Member of the Arkansas House of Representatives
- In office 1973–1991

Personal details
- Born: January 4, 1930
- Died: February 20, 1991 (aged 61)
- Party: Democratic
- Spouse: Josetta Wilkins
- Relations: Hank Wilkins (son) Rodney E. Slater (son-in-law)
- Children: Calvin T Terry, Hank Wilkins, Cassanda F Wilkins, Mark R Wilkins, Angela J Wilkins
- Occupation: Politician, educator, community activist

= Henry Wilkins III =

American politician from Arkansas (1930–1991)

Look Henry Wilkins III (January 4, 1930 – February 20, 1991) was an American politician and educator who served in the Arkansas House of Representatives from 1973 to 1991. Alongside Richard Mays and William Townsend, he was the first African American to serve in the Arkansas Legislature since the Reconstruction era. His wife, Josetta Wilkins, and their son, Henry "Hank" Wilkins IV, also served as state legislators.

== Life and career ==
Wilkins was a professor of political science at the University of Arkansas at Pine Bluff. Alongside lawyer Richard Mays and optometrist William Townsend, Wilkins was the first African American to serve in the Arkansas Legislature since the Reconstruction era. Wilkins was narrowly elected in 1972 to represent a Black-majority district of Jefferson County, Arkansas, in the Arkansas House of Representatives. Elected to ten consecutive terms, he served in the Arkansas House until his death in 1991. He also served as a delegate to the 1970 and the 1980 Arkansas Constitutional Conventions (he was the sole African American delegate to the 1970 convention) and co-founded the Arkansas Legislative Black Caucus in 1989. Wilkins and state senator Jerry Jewell were instrumental in the 1977 passage of legislation establishing a state civil rights commission.
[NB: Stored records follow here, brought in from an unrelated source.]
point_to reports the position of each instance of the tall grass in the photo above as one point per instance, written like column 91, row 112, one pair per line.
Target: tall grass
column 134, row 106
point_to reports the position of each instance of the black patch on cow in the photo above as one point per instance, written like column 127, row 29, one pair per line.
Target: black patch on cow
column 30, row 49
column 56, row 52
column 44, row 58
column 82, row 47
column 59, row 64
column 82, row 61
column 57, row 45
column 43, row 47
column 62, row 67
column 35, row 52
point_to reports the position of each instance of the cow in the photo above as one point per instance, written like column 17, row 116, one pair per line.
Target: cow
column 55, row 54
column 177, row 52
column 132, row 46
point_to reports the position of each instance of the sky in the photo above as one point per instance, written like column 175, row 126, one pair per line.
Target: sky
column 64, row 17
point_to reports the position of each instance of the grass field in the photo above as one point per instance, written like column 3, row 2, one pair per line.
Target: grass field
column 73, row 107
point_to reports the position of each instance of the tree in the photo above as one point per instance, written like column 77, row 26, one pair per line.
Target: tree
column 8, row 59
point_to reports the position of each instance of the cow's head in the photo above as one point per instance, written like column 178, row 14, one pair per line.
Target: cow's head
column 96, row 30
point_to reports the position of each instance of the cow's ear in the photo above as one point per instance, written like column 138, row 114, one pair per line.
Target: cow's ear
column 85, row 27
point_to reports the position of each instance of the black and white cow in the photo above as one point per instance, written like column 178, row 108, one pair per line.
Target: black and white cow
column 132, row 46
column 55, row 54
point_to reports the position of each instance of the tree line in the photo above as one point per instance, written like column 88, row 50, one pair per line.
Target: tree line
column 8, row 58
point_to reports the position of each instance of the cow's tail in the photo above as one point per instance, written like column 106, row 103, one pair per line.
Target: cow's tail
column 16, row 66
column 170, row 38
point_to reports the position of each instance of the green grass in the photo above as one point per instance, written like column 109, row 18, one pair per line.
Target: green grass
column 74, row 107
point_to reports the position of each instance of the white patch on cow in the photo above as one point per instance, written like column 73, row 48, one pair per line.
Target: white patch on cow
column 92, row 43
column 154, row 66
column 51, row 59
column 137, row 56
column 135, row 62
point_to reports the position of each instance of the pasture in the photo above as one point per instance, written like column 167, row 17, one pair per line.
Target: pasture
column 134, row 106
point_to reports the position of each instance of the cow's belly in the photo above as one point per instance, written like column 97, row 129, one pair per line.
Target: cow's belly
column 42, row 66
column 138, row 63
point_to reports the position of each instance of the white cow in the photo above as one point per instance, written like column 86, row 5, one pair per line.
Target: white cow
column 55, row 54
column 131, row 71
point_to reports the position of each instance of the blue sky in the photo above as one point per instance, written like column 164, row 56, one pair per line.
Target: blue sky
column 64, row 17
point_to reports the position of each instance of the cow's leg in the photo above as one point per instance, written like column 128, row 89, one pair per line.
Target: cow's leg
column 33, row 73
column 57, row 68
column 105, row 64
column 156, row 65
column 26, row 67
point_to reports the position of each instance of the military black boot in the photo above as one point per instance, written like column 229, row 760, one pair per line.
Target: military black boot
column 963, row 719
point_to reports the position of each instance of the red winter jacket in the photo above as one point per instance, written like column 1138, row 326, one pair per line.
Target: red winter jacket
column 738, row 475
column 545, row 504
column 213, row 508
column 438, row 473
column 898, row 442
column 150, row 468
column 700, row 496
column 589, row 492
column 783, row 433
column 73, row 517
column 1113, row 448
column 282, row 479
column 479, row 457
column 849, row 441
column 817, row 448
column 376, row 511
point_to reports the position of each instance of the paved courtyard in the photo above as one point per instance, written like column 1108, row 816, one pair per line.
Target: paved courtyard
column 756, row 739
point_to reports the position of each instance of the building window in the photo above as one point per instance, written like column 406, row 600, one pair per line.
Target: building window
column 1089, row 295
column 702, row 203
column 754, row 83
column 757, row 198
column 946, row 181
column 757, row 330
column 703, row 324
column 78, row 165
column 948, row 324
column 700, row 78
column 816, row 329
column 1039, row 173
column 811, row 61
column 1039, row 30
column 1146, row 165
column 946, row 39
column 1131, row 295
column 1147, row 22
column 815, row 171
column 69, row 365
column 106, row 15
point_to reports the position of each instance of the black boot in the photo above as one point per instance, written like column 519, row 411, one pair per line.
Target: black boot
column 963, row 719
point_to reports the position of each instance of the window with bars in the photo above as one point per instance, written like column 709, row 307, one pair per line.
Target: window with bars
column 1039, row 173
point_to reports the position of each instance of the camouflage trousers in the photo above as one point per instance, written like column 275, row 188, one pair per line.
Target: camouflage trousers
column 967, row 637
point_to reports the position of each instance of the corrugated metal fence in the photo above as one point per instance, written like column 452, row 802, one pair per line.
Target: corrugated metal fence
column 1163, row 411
Wilkins died from cancer on February 20, 1991. His wife, Josetta Wilkins, won a special election to fill the remainder of his term in the House. She was reelected four times. Their son, Henry "Hank" Wilkins IV, succeeded his mother in the House in 1999 and served fourteen years in the state legislature. Their daughter, Cassandra Wilkins, married Rodney E. Slater, who served as United States Secretary of Transportation under President Bill Clinton.